Is our search for happiness futile? Or are we just going about it the wrong way?
Oliver Burkeman turns decades of self-help advice on its head and paradoxically forces us to rethink our attitudes towards failure, uncertainty and death. It's our constant efforts to avoid negative thinking that cause us to feel anxious, insecure and unhappy. What if happiness can be found embracing the things we spend our lives trying to escape? Wise, practical and funny, The Antidote is a thought-provoking, counter-intuitive and ultimately uplifting read, celebrating the power of negative thinking.
'Burkeman has written some of the most truthful and useful words on happiness to be published in recent years' Guardian
OLIVER BURKEMAN is the author of Four Thousand Weeks: Time Management for Mortals as well as The Antidote: Happiness for People Who Can’t Stand Positive Thinking and HELP! How to Become Slightly Happier and Get a Bit More Done.
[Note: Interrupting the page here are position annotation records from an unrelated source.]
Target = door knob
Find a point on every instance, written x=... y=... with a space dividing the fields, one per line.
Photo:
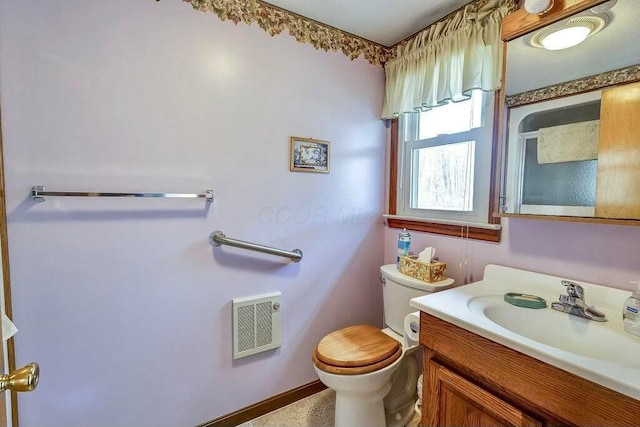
x=22 y=379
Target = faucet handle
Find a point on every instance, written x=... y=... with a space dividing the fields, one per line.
x=573 y=289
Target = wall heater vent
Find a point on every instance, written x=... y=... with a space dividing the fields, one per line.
x=257 y=324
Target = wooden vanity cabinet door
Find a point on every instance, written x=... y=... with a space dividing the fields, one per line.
x=455 y=401
x=618 y=182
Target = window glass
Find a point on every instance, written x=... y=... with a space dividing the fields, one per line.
x=445 y=161
x=443 y=178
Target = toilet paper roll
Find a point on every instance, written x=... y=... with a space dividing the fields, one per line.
x=411 y=329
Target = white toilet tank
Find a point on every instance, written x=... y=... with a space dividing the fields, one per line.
x=398 y=289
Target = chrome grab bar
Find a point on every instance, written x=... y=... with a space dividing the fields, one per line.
x=217 y=238
x=38 y=194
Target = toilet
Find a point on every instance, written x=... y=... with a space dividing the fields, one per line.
x=375 y=372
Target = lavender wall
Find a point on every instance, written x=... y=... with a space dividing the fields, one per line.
x=123 y=302
x=595 y=253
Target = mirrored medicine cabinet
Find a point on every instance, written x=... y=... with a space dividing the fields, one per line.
x=569 y=137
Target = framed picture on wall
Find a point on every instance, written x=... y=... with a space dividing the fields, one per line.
x=308 y=155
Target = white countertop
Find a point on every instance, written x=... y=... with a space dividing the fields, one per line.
x=601 y=352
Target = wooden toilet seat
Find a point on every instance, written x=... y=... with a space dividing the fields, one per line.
x=356 y=350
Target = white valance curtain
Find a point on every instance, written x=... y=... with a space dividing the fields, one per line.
x=447 y=60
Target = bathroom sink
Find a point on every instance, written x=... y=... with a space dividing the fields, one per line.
x=601 y=352
x=604 y=341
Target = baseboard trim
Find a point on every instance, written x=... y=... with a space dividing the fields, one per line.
x=258 y=409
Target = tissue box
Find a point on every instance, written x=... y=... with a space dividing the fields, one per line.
x=433 y=272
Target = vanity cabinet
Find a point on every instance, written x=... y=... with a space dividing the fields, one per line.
x=472 y=381
x=457 y=401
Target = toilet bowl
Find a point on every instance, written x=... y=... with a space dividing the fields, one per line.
x=374 y=372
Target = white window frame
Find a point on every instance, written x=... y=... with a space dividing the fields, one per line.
x=483 y=137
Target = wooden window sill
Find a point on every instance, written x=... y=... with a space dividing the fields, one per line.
x=484 y=232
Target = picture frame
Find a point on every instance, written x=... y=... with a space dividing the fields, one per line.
x=309 y=155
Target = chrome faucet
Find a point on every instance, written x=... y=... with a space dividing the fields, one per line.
x=573 y=303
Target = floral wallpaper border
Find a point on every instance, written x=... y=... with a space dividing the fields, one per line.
x=274 y=20
x=574 y=87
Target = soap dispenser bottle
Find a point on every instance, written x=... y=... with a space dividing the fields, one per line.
x=631 y=311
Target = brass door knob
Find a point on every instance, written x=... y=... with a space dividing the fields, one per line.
x=22 y=379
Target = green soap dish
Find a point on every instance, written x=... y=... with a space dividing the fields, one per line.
x=525 y=300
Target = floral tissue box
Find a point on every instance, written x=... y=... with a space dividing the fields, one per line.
x=433 y=272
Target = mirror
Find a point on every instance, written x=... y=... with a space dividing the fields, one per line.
x=553 y=162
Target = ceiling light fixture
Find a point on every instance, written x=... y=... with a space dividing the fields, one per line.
x=570 y=33
x=537 y=7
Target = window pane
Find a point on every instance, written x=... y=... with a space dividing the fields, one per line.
x=442 y=177
x=453 y=117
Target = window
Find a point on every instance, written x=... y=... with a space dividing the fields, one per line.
x=444 y=164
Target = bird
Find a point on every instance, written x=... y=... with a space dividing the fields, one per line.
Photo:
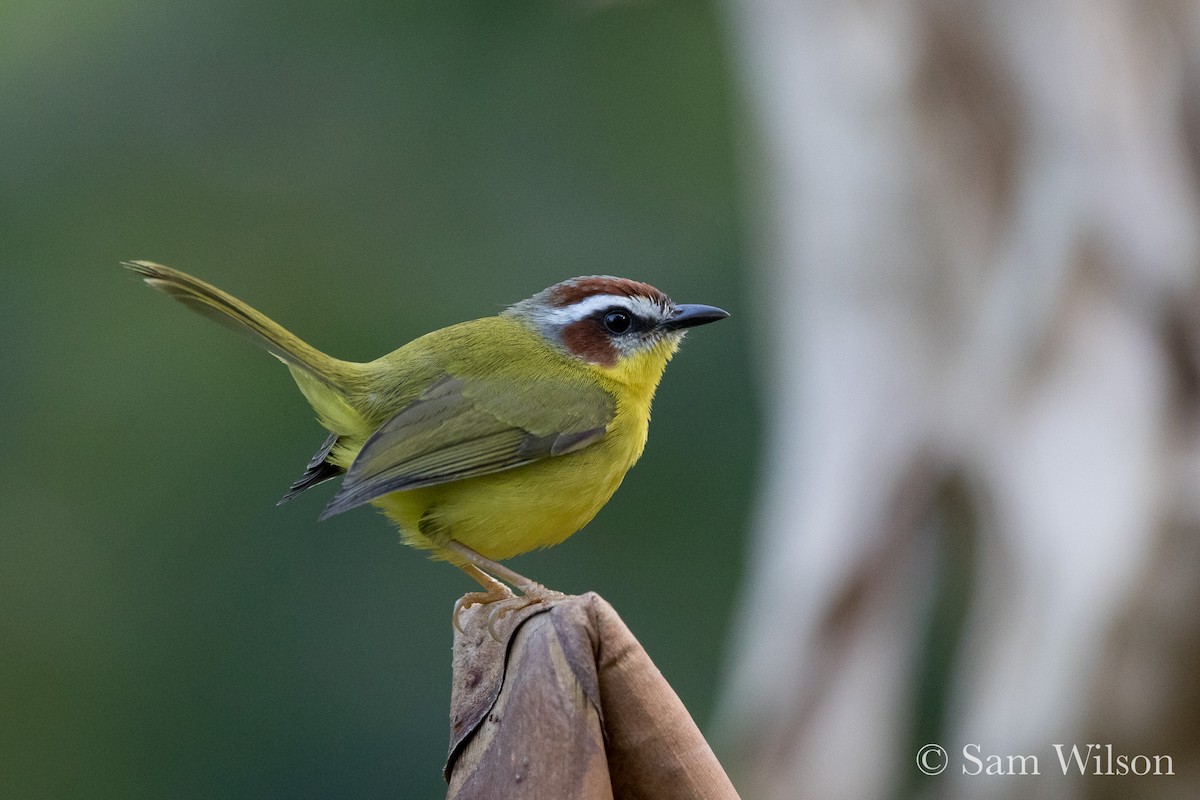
x=485 y=439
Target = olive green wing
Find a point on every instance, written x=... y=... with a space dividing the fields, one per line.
x=462 y=428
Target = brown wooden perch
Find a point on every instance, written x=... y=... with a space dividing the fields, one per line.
x=568 y=705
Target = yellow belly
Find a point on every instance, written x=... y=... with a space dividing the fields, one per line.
x=515 y=511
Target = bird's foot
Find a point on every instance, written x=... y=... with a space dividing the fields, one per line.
x=496 y=593
x=532 y=594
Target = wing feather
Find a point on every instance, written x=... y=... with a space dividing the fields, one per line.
x=462 y=428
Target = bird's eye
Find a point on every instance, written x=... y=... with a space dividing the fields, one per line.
x=617 y=322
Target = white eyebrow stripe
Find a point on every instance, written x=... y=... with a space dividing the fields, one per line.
x=586 y=307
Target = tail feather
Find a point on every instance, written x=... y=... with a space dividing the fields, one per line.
x=245 y=320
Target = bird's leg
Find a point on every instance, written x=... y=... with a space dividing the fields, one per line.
x=531 y=590
x=496 y=591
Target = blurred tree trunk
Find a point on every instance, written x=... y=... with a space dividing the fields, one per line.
x=981 y=521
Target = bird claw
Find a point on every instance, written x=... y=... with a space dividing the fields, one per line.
x=498 y=594
x=503 y=603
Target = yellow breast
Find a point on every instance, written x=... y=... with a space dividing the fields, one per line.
x=537 y=505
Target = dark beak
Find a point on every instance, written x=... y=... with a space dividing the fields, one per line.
x=691 y=314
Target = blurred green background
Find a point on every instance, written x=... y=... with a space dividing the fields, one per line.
x=363 y=173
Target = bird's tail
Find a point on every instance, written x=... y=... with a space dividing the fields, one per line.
x=323 y=379
x=250 y=323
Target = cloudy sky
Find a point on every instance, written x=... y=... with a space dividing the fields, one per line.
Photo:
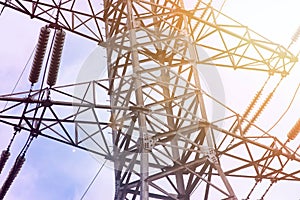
x=55 y=171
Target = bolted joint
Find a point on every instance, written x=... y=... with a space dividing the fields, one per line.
x=149 y=143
For many years he wrote a popular column for the Guardian, ‘This Column Will Change Your Life’, on psychology, productivity, self-help culture, and the science of happiness. His writing has also appeared in the Observer, the New York Times, the Wall Street Journal, Psychologies magazine and New Philosopher. A resident of Brooklyn, New York for more than a decade, he lives with his wife and son in the North York Moors in England.